1. How does the bond price depend on the desired yield (market interest rates)?
2. How the duration changes if we have a shorter / longer maturity and if we have a bond with a coupon / without a coupon

My answer for the second question would be, if we have longer maturity and the bond with coupon then the duration will be smaller that the duration for the shorter maturity fir the bond with coupon. When we have the bond without coupon, the duration will be larger for the longer maturity.

Is that correct? But I do not know answer for the first one.
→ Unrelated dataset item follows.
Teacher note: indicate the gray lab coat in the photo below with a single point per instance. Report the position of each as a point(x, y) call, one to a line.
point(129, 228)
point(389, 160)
The bond price is given by \begin{align*} P_B=\sum_{i=1}^n c_{t_i} \cdot e^{-y\cdot t_i}, \end{align*} where $$c_{t_i}$$ denote the $$n$$ coupon payments occurring at time points $$t_i$$ and $$y$$ the yield-to-maturity. Note that the last payment $$c_{t_n}$$ included both, the final coupon and the bond's face value.
The (Macaulay) duration is given by \begin{align*} D &= -\frac{1}{P_B} \frac{\partial P_B}{\partial y} \\ &= \frac{1}{P_B} \sum_{i=1}^n t_i\cdot c_{t_i}e^{-y\cdot t_i}. \end{align*} The duration may be interpreted as weighted average of the time points $$t_i$$ when the coupon payments occur with unit ''year'' and ''weights'' $$\frac{c_{t_i} e^{-y\cdot t_i}}{P_B}$$. Note that these weights add up to one. Alternatively, the duration approximates the change in the bond price given a change in the interest rate, i.e. $$\Delta P_B\approx -D P_B \Delta y$$. Using discrete compounding, you'll need the modified duration here. For larger changes in the interest rate, you may want to include the bond's convexity.
As a special case, consider a zero-coupon bond with $$c_{t_i}=0$$ for $$i and $$c_{t_n}=1$$. Thus, $$P_B=e^{-y t_n}$$ and $$D=t_n$$. As there are no payments, the weighted averages of the coupon payment dates is simply the bond's maturity: that is how long you have to wait until you receive cash flows. Note that the bond price can be solved for the bond's yield explicitely, i.e. $$y=-\frac{1}{t_n}\ln(P_B)$$. This is in general not possible for coupon bonds whose yield-to-maturity is typically found numerically.
1. The bond price $$P_B$$ is monotonically decreasing in the yield $$y$$. The higher $$y$$, the lower the present value of the individual coupon payments, $$c_{t_i}e^{-y t_i}$$. Hence, we observe a negative/inverse relationship between bond price and bond yield.